Nos has pillado con la maleta a medias y con los nervios a flor de piel. ¡No puedes imaginarte las ganas que teníamos de irnos de viajecito contigo! Así que bueno, ya sabes, nos vamos de viaje a Baviera y Tirol este Puente de diciembre. ¿Estás “ready” para descubrir todo lo que Alemania y Austria guarda para nosotros? ¡Venga, que comenzamos!

¿Qué vamos a descubrir en este viaje a Baviera y Tirol?

Además de conocer algunas de las principales ciudades de la zona, tendremos la oportunidad de sumergirnos en la vida local y llevarnos un cachito de Múnich, Innsbruck y Salzburgo.

Múnich

La plaza de Marienplatz, el Ayuntamiento y la catedral de Frauenkirche serán los protagonistas de nuestra jornada en la capital de Baviera. Tendremos el placer, además, de pasear por el mercadito navideño que llena la ciudad de alegría, con su luz y sus colores. 

Marienplatz representa el corazón y centro de la ciudad desde su construcción. Su nombre fue una ofrenda a la Virgen María para frenar la epidemia de cólera que asedió la ciudad hace siglos. Ha albergado multitud de eventos y fiestas a lo largo de su Historia (¡e incluso ejecuciones!) Hoy en día sigue siendo uno de los rincones más queridos de la ciudad.

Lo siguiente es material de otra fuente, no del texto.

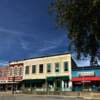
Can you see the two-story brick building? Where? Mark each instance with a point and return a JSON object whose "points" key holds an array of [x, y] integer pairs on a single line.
{"points": [[86, 78], [44, 73]]}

En su seno acoge también el nuevo ayuntamiento, de recargado estilo neogótico. Es este uno de los edificios más reconocibles e icónicos de Múnich. Además, cuenta con una torre de 85 metros desde la que observar la ciudad. (Además, se sube en ascensor. Y eso da gustirrinín, ¿eh?).

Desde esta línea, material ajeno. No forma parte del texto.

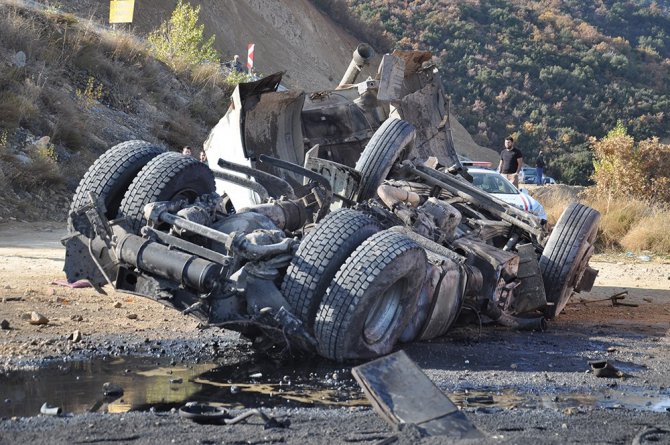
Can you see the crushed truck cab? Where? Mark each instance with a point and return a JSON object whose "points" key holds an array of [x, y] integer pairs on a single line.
{"points": [[339, 223]]}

La catedral es, por supuesto, la iglesia más grande todo Múnich. Pero es que, además, es una de las más antiguas. Construida sobre los restos de una basílica romana, fue edificada a finales del siglo XV y sus obras culminaron en 1525. Su estructura quedó realmente dañada después de los bombardeos de la II Guerra Mundial, pero todavía guarda rincones de un gran encanto.

Innsbruck

Si tenemos que destacar lo que más nos encanta de Innsbruck sería, sin duda, el Tejado Dorado. Se trata de uno de los iconos de Innsbruck por excelencia. Fue mandado construir a finales del siglo XV por Maximiliano I por su boda con Blanca María Sforza. Desde allí observaban torneos, festivales y otros acontecimientos de la ciudad. Sus más de 2700 azulejillos dorados le dan un lustre increíble y lo convierten en uno de los mayores atractivos de la villa. 

Además, tendremos también oportunidad de pasear por la calle de María Teresa. Desde hace 10 años es una calle parcialmente peatonal, lo que mejora su accesibilidad y le da un puntito extra. 

Salzburgo

De Salzburgo nos quedamos con los jardines de Mirabell. Fuentes, lujo, lindos senderos y la sensación de estar viviendo en una época preciosa, lejana y emocionante. El palacio del que forma parte fue construido a principios del siglo XVII por el príncipe-arzobispo local, quien lo regaló a su amante

Y tú, ¿con qué te quedas de nuestro viaje a Baviera y Tirol en el Puente de diciembre? ¡Venga, que vamos que nos vamos!